Hey, I know it's been awhile since I rapped at ya. I've just been busy getting into all kinds of non-shenanigans. Work has been full tilt this week and since I just got back, there was a lot of catching up to do. This sunday Beijing Ultimate Summer League (BUSL) officially started. I'm captaining one of the four teams along with Happy Rat. You may remember him from the China Open post. He's the Kazak dude being tossed in the air after victory in the finals. Our shirt color is blue and our team name is "Go Blue Yourself", which is definitely a nod to Arrested Development. It's funny even if you haven't seen the show. Tobias painted himself blue to try out for the Blue Man Group and tells his family "I just blue myself" to get the role. Comedy gold.
It's been raining for a few days now and it only just let up today, Wednesday. Tuesday night was one of the most enjoyable games of Ultimate in a while. Steady downpour the whole evening and 25 people out to mark the occasion. We were sopping wet and it was spectacular. For obvious reasons, I have no pictures of the event.
Today I took a few pictures of the hotel employee housing. These three buildings are the barracks behind the hotel, sheltered from street view by a 10 foot wall. The whole compound probably has 70 rooms, but I suggest very few have the luxury of a private room. They likely put 2 or 3 in each small room. These pictures are taken from a window on the 7th floor.
This is all very interesting to me. From what I can see, which is limited to the 7th floor staff, the lobby, the "guards" standing at attention outside, the restaurant (one of 2), and the management, there are 50 people working here. In all seriousness, there are probably closer to 200. There is so much staff here that people are mostly just standing around. Which means I get extra attention when I come around. If this hotel were in the states, it would be run by no more than 40 total employees, and only 15 at a time (including housekeeping). Again, China definitely keeps it's people employed. I wouldn't be surprised if every person in those barracks knows who I am. I haven't seen another foreigner in this place ever, and I've been here for almost 2 months.
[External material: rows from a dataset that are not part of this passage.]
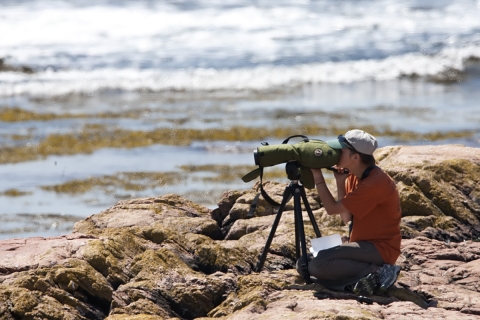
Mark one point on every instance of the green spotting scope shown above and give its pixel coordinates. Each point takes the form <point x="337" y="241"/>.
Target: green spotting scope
<point x="309" y="153"/>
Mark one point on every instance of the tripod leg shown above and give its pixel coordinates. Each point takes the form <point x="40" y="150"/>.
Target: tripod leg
<point x="286" y="196"/>
<point x="310" y="213"/>
<point x="301" y="235"/>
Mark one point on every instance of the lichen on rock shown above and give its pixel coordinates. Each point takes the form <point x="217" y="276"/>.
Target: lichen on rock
<point x="169" y="258"/>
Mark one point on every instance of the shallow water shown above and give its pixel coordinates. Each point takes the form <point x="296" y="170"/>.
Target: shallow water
<point x="405" y="69"/>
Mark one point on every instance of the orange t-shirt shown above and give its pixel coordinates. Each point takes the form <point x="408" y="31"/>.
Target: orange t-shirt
<point x="375" y="206"/>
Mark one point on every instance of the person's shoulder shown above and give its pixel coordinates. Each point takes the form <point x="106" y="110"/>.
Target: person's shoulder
<point x="379" y="175"/>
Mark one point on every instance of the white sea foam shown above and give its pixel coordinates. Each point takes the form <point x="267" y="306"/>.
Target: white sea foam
<point x="64" y="82"/>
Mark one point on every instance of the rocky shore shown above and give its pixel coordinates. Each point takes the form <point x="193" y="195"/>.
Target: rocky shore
<point x="169" y="258"/>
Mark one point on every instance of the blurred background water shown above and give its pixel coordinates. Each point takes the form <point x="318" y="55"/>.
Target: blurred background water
<point x="392" y="66"/>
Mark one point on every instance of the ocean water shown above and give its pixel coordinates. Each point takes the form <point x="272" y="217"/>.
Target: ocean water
<point x="403" y="65"/>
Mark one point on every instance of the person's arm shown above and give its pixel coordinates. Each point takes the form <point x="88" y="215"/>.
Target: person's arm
<point x="331" y="205"/>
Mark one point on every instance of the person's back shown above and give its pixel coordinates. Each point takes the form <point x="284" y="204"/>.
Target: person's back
<point x="375" y="206"/>
<point x="367" y="198"/>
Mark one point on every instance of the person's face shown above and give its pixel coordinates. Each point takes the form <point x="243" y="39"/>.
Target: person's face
<point x="346" y="158"/>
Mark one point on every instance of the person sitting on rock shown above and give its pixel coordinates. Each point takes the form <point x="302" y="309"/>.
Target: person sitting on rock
<point x="367" y="199"/>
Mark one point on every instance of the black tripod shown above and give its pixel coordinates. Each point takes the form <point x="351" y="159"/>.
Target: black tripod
<point x="298" y="192"/>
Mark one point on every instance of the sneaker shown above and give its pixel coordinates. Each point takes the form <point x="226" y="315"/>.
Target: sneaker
<point x="387" y="275"/>
<point x="366" y="286"/>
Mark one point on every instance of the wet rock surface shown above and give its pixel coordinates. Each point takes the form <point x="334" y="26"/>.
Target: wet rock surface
<point x="169" y="258"/>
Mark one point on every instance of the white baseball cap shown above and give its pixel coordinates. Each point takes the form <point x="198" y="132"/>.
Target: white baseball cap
<point x="357" y="140"/>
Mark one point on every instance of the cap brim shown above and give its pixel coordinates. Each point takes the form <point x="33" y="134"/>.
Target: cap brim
<point x="335" y="144"/>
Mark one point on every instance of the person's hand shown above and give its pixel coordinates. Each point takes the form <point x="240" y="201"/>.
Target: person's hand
<point x="317" y="175"/>
<point x="341" y="174"/>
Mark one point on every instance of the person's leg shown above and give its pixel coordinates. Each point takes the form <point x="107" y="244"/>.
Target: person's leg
<point x="345" y="264"/>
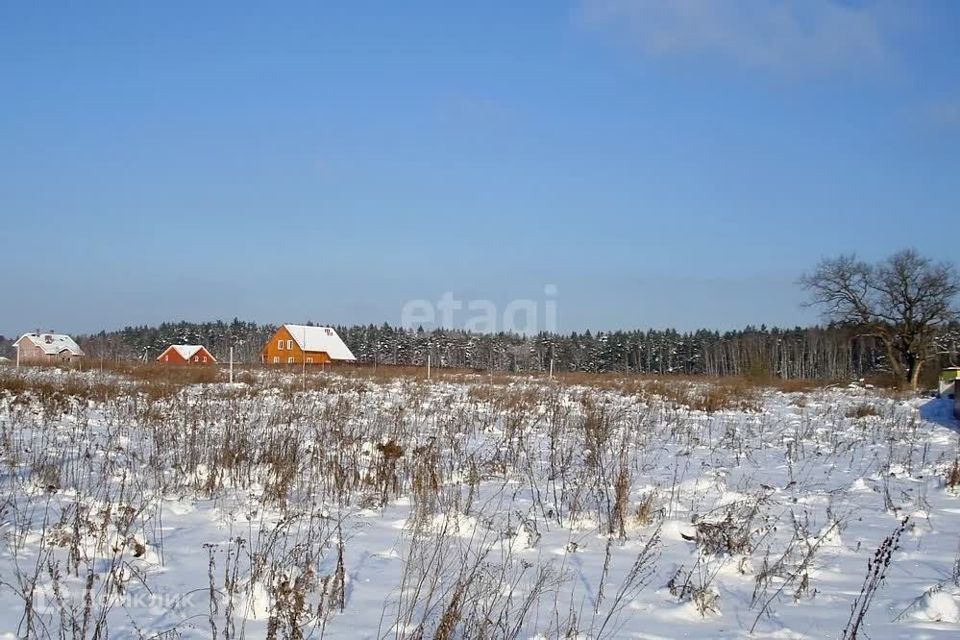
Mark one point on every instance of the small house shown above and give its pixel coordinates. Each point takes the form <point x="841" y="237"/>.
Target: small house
<point x="183" y="354"/>
<point x="50" y="348"/>
<point x="300" y="344"/>
<point x="947" y="378"/>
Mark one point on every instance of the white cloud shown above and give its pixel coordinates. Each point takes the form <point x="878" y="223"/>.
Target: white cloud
<point x="774" y="35"/>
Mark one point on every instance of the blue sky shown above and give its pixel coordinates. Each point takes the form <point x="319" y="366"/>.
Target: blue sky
<point x="663" y="164"/>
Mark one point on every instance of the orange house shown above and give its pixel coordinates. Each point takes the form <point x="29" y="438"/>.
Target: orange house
<point x="186" y="354"/>
<point x="300" y="344"/>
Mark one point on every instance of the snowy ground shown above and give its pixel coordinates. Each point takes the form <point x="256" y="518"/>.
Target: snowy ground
<point x="363" y="509"/>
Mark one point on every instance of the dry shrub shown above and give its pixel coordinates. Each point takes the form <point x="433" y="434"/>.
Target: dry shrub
<point x="646" y="508"/>
<point x="732" y="395"/>
<point x="863" y="410"/>
<point x="953" y="474"/>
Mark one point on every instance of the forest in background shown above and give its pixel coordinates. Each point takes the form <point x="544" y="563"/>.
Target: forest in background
<point x="832" y="352"/>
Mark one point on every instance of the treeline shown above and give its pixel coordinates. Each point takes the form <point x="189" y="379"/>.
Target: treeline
<point x="813" y="352"/>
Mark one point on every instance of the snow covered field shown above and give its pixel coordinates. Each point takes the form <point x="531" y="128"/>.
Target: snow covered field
<point x="475" y="508"/>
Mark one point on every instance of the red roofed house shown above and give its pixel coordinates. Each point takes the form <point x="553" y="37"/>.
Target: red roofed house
<point x="186" y="354"/>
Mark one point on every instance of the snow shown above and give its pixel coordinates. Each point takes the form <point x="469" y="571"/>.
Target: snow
<point x="217" y="508"/>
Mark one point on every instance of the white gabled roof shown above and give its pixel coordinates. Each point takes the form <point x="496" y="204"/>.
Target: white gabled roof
<point x="52" y="343"/>
<point x="186" y="351"/>
<point x="316" y="339"/>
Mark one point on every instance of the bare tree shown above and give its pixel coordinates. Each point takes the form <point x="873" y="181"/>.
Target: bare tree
<point x="902" y="301"/>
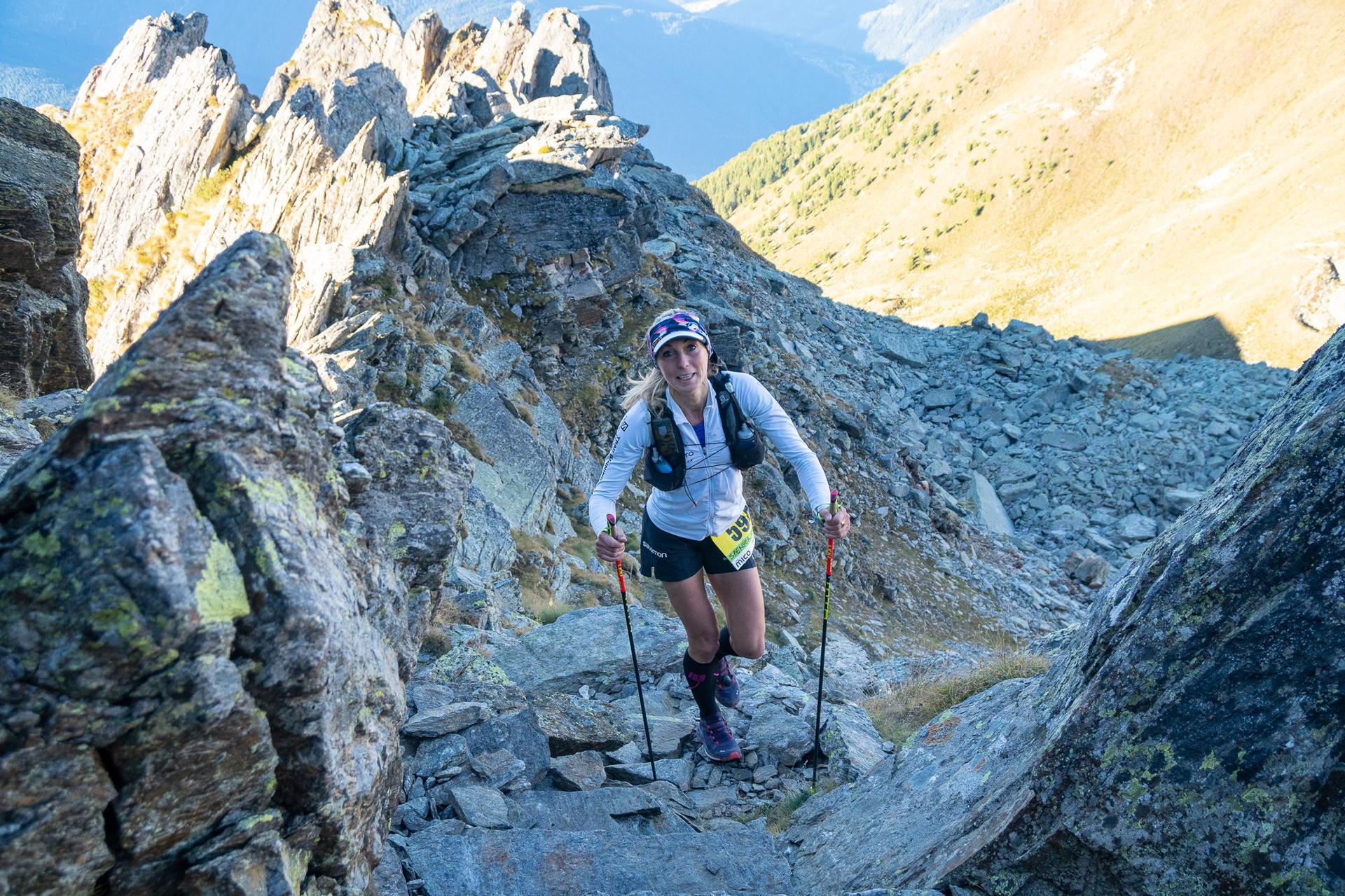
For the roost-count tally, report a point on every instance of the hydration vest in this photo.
(665, 459)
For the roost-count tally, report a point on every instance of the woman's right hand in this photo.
(609, 548)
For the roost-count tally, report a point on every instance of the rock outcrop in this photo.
(190, 579)
(479, 241)
(1188, 740)
(193, 127)
(42, 296)
(1320, 299)
(147, 53)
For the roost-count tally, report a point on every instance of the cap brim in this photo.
(681, 334)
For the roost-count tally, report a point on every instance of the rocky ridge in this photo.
(502, 266)
(42, 296)
(504, 294)
(1188, 739)
(212, 587)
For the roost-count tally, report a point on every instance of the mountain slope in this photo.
(1086, 166)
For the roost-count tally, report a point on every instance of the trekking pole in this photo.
(630, 634)
(822, 662)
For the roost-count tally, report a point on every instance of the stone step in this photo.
(539, 862)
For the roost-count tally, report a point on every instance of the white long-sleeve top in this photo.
(710, 498)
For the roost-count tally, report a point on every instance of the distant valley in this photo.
(1084, 166)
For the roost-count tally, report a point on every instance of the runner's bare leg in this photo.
(744, 608)
(697, 615)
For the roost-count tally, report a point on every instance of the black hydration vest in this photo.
(665, 459)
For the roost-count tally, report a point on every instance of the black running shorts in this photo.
(670, 558)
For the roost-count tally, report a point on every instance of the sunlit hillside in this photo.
(1166, 172)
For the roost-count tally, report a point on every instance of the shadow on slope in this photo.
(1206, 337)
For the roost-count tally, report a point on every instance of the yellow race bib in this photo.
(738, 541)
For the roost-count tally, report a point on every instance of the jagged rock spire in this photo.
(190, 131)
(146, 53)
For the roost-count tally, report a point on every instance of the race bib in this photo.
(738, 541)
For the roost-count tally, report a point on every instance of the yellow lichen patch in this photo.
(219, 591)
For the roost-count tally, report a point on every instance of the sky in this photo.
(67, 38)
(706, 85)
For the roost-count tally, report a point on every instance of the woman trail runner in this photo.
(696, 427)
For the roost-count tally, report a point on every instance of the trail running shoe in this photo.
(725, 684)
(717, 739)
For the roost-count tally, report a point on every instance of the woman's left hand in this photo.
(836, 526)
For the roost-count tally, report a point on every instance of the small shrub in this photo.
(8, 401)
(778, 815)
(922, 697)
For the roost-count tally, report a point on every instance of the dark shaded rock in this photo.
(631, 809)
(42, 296)
(387, 876)
(1188, 739)
(479, 806)
(520, 735)
(672, 770)
(573, 726)
(434, 757)
(185, 579)
(511, 862)
(498, 767)
(579, 771)
(589, 647)
(446, 719)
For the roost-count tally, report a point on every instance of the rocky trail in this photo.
(299, 596)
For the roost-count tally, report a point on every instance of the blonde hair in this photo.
(650, 388)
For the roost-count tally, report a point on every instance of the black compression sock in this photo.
(701, 681)
(725, 646)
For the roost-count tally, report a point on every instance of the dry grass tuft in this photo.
(922, 697)
(8, 401)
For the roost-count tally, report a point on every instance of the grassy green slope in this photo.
(1157, 171)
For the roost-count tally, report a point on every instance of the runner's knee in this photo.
(703, 646)
(751, 649)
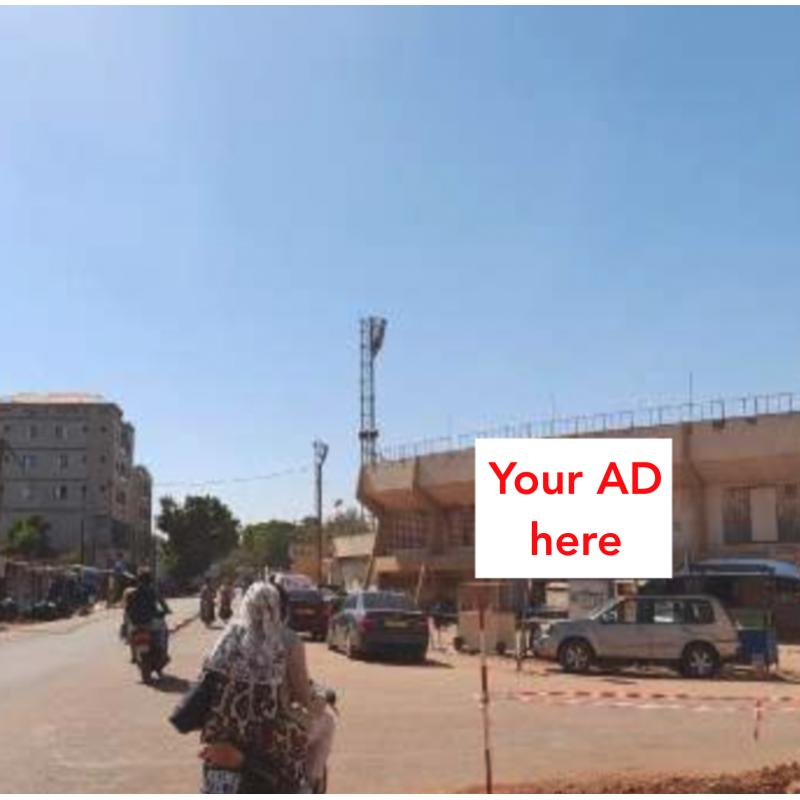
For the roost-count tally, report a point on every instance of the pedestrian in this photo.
(262, 707)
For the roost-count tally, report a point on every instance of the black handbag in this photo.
(193, 709)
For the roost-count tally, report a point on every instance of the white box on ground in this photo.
(573, 508)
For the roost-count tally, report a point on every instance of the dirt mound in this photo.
(781, 779)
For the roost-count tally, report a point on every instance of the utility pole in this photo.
(320, 454)
(3, 447)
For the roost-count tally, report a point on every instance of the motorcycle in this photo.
(218, 780)
(149, 649)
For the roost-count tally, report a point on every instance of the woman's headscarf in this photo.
(252, 648)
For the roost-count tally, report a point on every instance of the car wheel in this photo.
(576, 655)
(700, 660)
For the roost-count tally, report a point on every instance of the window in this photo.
(621, 613)
(698, 612)
(737, 524)
(462, 527)
(667, 612)
(408, 531)
(388, 601)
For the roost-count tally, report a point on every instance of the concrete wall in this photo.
(761, 453)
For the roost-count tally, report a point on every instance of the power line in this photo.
(246, 479)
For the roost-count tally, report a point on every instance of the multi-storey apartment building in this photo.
(736, 490)
(69, 458)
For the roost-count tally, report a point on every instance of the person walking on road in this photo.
(262, 705)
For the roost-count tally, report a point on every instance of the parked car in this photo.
(692, 633)
(290, 581)
(378, 623)
(309, 612)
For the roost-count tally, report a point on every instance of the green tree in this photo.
(29, 538)
(202, 530)
(266, 544)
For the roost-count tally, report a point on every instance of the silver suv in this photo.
(691, 632)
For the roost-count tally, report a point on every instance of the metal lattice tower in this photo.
(373, 330)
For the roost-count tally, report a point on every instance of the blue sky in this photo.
(569, 205)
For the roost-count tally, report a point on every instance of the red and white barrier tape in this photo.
(658, 701)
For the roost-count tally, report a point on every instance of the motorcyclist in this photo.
(144, 607)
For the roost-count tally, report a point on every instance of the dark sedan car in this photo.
(379, 623)
(309, 612)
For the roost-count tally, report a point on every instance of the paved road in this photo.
(74, 717)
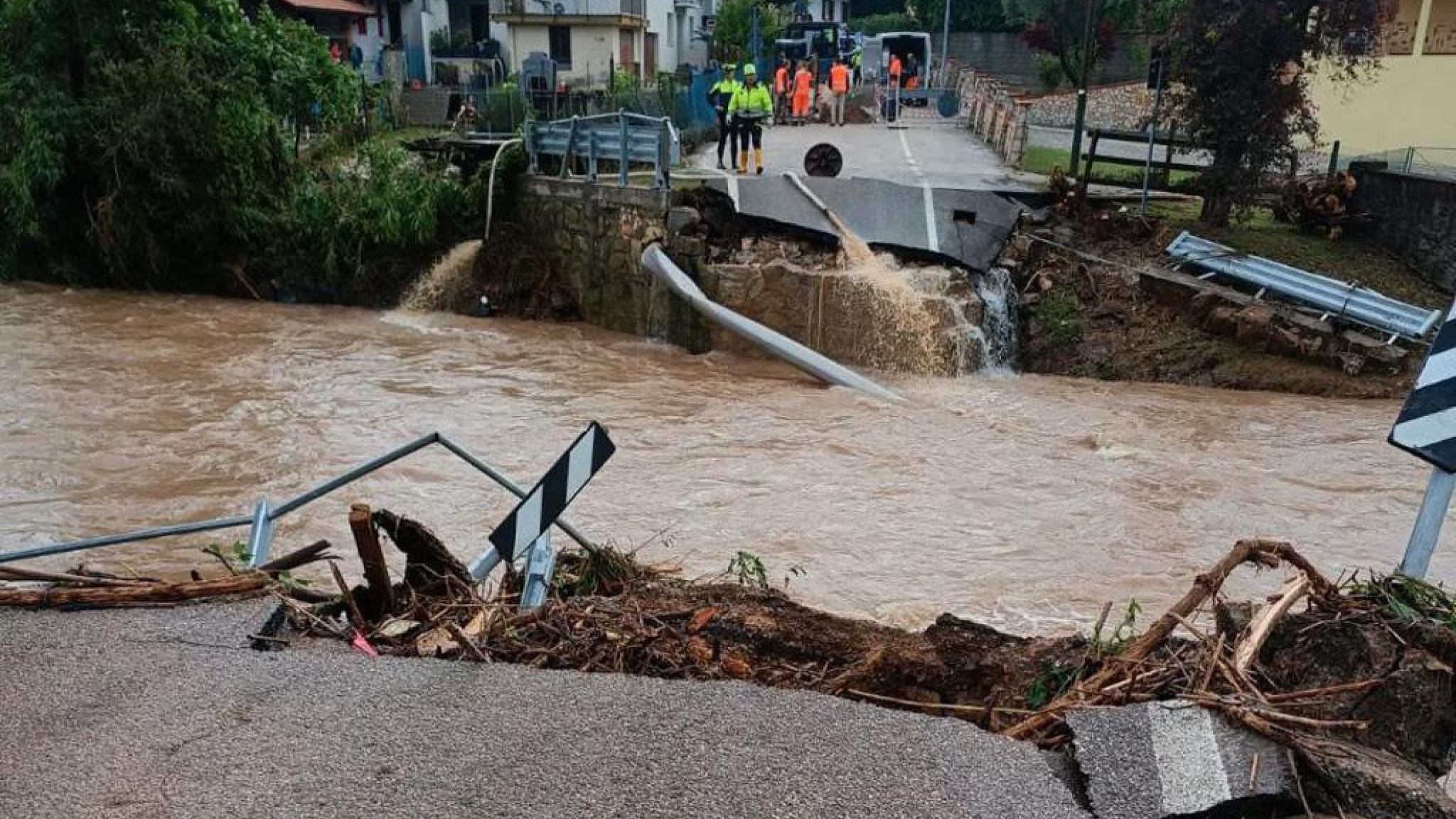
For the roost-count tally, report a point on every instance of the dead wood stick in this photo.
(376, 572)
(1258, 633)
(104, 596)
(15, 572)
(1312, 692)
(348, 599)
(946, 706)
(1264, 552)
(296, 559)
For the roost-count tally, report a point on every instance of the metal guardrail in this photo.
(1334, 298)
(265, 515)
(622, 139)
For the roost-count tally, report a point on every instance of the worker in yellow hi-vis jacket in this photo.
(750, 107)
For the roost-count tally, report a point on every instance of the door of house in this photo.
(628, 51)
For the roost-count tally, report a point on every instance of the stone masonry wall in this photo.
(1413, 216)
(590, 241)
(1126, 107)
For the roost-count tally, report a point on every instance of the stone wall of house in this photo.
(1125, 107)
(1413, 216)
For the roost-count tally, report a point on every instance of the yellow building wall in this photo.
(1411, 101)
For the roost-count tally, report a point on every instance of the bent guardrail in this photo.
(1334, 298)
(264, 515)
(621, 139)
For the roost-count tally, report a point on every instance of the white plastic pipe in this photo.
(813, 363)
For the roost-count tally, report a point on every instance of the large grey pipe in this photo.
(825, 369)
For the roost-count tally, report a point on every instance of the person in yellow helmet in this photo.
(719, 95)
(750, 107)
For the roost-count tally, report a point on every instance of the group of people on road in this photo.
(744, 107)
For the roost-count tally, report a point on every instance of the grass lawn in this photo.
(1347, 259)
(1040, 159)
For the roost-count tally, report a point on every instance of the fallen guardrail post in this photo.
(1336, 298)
(264, 516)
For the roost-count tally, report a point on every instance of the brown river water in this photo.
(1024, 502)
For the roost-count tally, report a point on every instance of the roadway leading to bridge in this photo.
(166, 713)
(939, 156)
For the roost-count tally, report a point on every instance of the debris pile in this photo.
(1329, 695)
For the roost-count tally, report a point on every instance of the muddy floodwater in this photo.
(1025, 502)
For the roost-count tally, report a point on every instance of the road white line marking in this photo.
(932, 235)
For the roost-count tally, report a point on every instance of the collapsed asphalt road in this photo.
(168, 713)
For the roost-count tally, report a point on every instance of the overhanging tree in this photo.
(1246, 68)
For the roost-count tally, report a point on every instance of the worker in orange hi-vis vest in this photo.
(839, 90)
(781, 91)
(803, 88)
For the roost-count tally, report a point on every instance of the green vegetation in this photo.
(1350, 258)
(880, 23)
(1057, 316)
(730, 41)
(1407, 598)
(159, 144)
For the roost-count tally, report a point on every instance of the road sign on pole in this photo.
(526, 527)
(1428, 430)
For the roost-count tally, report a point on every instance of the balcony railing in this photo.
(569, 8)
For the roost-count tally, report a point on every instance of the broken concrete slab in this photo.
(1160, 759)
(958, 226)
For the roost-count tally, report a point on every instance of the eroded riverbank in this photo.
(1021, 502)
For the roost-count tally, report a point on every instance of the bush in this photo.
(880, 23)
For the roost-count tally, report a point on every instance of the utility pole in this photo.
(946, 47)
(1088, 34)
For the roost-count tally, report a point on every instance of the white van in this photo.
(875, 63)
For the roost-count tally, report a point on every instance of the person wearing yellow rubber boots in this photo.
(750, 107)
(719, 97)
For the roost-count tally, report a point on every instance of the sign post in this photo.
(1428, 430)
(526, 528)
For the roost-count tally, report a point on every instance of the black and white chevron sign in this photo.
(545, 503)
(1428, 423)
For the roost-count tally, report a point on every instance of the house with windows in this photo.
(1407, 102)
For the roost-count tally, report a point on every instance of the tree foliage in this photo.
(965, 15)
(1057, 28)
(734, 23)
(1246, 70)
(152, 143)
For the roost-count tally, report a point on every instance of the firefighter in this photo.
(719, 97)
(839, 90)
(803, 91)
(781, 91)
(749, 108)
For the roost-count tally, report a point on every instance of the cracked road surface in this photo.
(165, 713)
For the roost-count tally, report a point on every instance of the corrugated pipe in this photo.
(813, 363)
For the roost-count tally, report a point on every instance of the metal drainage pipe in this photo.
(813, 363)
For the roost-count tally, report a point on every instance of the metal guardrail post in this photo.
(1428, 531)
(623, 159)
(540, 563)
(259, 540)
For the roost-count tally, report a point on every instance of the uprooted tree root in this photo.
(611, 614)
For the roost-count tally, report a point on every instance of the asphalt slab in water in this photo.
(165, 713)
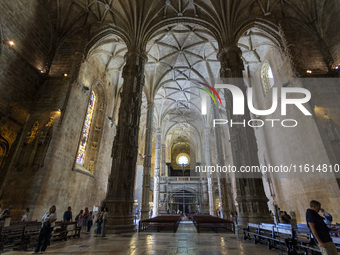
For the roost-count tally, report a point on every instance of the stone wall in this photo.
(300, 145)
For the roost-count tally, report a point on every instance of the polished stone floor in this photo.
(185, 241)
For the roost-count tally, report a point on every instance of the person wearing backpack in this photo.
(48, 223)
(328, 218)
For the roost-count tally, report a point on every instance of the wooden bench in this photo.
(284, 237)
(274, 236)
(59, 232)
(30, 235)
(160, 222)
(207, 221)
(73, 229)
(11, 237)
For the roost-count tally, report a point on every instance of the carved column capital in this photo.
(231, 62)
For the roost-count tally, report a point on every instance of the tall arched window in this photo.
(86, 130)
(267, 77)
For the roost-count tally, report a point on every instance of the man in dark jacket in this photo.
(67, 215)
(319, 229)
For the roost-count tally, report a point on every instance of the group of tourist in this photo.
(84, 220)
(320, 226)
(7, 213)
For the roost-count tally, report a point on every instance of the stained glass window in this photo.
(267, 77)
(86, 129)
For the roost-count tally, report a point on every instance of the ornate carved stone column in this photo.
(120, 194)
(163, 161)
(251, 197)
(147, 162)
(221, 183)
(212, 210)
(157, 172)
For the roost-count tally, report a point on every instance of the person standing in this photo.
(328, 218)
(319, 229)
(67, 217)
(99, 221)
(26, 215)
(85, 219)
(90, 222)
(6, 213)
(105, 221)
(79, 218)
(48, 223)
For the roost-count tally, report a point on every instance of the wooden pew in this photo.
(160, 222)
(207, 221)
(279, 236)
(30, 235)
(11, 237)
(59, 232)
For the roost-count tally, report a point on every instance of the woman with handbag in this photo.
(99, 221)
(48, 223)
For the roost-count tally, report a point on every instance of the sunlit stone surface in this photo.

Tonight I went to my favorite little local place and had another killer and cheap dinner. The place was packed this time and I got one of the last tables in the house. I flaunted my honed restaurant Chinese and got my meal, pictured below. A big plate of Chicken and Zucchini in a brown sauce, a bowl of rice, two cornbread patties, and a 22oz bottle of beer. This one cost 19 kuai, which is about $2.75. It would have been plenty for 2 people, as I finished about half of it and was stuffed.
Then the waiter came up and babbled something to me. I caught a few words but had to ask him to repeat slowly. I have a hard time hearing english in a loud room, so chinese requires considerable effort. "Can these three men back here share this table with you?" Sure. Why not. I was just chilling with a book and feeling all proud that I hadn't drawn too much attention to myself yet. Normally I can bring this place to a hush just by walking in. Anyway, these guys were cool, and they let me be for a while. They bought me another beer to thank me. They probably assumed I didn't speak Chinese so they didn't try. Until I spoke Chinese. The next 20 minutes were spent asking and answering the following questions:
- Where are you from? (That was a warm up)
- How long have you been here? (Also pretty standard)
- Are you full already?
- Do you eat this kind of food in America?
- How much would this meal cost in America?
Yeah, good times. That last one was particularly tricky. They took turns repeating the question. They always spoke the part I already understood slowly, and then blazed through the tricky part. And then I would stare. And they would repeat. And I would repeat. And they'd say yes! good! yes! Your Chinese is so good!
And I'd have no idea what i just said.And that's how you learn Chinese!